Last night I set foot into the acting studio again to recommence Meisner training. There are not words to explain the excitement that I felt re-entering this space!
As I took my seat in the circle of chairs for the introductory class I could not wait for the clock to strike 7 so the training could get started.
Class soon began, and we commenced introducing ourselves and working our “listening muscles” in get-to-know-you exercises. I could feel the space warming up and the buzz of nervous energy in the black studio.
When the exercise moved to something different I was shocked with the revelation that soon hit me.
As we sat in the circle we were asked to look at each person in the eyes and really take them in.
One actor began, looking at the actor beside them; they then looked at the next actor, then the next actor and then the next, until they looked at me. The moment passed and then they moved onto the next actor.
This sounds awkward, well, it was.
However, as each actor had his or her turn looking around the circle, with each gaze I shared I began to feel myself settling and beginning to make contact with the person who looked at me.
Then it hit me. I suddenly became aware of how rarely we give ourselves permission in “real life” to really look at another human and take them in for who they are. And rarely do we allow ourselves to make contact in this kind of vulnerable way with another human being.
I found myself excited for the next round, and then it was my turn.
As I began to look into the eyes of each actor I found myself relishing in the privilege it is to really see another person and to let them see me.
It felt odd to see others and to enjoy being seen. But somewhere inside of me this made me sad.
We live in a world that claims to be more connected than ever before. But this activity made me realize once again how disconnected we really are.
I carry a smartphone in my pocket that allows me to connect with any number of people anytime and almost anywhere. But is this really connecting?
In any given day we have multiple human interactions buying groceries and petrol, making enquiries, seeing friends, debriefing a day with family. But how often do we really take the other person in and equally allow them to really see us?

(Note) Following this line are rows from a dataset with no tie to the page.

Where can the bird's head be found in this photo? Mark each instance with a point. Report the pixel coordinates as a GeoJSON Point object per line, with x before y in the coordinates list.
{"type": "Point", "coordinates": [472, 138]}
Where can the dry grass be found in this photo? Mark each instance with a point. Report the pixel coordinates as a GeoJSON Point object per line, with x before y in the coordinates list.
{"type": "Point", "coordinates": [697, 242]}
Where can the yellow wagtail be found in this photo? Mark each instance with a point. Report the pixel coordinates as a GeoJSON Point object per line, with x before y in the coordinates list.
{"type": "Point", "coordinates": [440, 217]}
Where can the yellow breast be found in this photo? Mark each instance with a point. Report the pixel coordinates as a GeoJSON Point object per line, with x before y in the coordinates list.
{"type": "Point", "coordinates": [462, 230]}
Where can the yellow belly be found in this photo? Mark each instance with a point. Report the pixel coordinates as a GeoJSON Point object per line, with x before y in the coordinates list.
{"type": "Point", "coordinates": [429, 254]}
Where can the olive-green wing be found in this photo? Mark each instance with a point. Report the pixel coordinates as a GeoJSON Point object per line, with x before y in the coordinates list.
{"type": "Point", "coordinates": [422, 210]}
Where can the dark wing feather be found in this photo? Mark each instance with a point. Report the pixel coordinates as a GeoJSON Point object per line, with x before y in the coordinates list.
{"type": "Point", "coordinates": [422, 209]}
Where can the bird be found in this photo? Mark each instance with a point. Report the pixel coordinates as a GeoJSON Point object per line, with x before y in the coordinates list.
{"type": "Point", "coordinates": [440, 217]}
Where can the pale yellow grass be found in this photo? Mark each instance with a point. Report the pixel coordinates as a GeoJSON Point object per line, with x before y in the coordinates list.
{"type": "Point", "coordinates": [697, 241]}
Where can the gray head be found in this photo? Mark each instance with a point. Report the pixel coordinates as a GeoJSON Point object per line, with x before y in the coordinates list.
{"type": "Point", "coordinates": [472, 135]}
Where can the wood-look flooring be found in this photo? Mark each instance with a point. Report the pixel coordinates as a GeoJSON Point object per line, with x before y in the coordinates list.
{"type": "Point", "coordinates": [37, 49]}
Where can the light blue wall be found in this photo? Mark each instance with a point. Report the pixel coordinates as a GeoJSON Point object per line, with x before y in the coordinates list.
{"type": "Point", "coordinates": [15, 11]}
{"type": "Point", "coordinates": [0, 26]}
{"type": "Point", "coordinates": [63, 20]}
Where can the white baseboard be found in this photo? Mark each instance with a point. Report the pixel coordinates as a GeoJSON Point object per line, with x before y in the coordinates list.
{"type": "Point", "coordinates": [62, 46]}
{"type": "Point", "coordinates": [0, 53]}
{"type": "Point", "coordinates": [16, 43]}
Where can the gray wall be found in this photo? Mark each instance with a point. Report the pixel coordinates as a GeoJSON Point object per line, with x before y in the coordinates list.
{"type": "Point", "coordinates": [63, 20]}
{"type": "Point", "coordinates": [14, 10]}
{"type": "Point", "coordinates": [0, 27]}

Aside from my family, I would say this would not be often. Life in this “connected world” for me, often feels two-dimensional, and I’m sure I’m not the only one.
We were not created to be two-dimensional or to live in disconnect. This is a sad existence.
I believe in the God of the Bible who is Father, Son and Holy Spirit in divine communion – in perfect connection. The Bible says in Genesis chapter 1 verse 27, “God created mankind in his own image, in the image of God he created them…” If God exists in communion and we are created in the image of God, then we too can conclude that we are also created to really connect with others and with God.
I think it’s time that I personally make more of an effort to stop keeping my head down and really see the people around me and really connect with them. Let’s say no to two-dimensional living and use the ability to connect through our smartphones to arrange time to really connect with the people in our lives.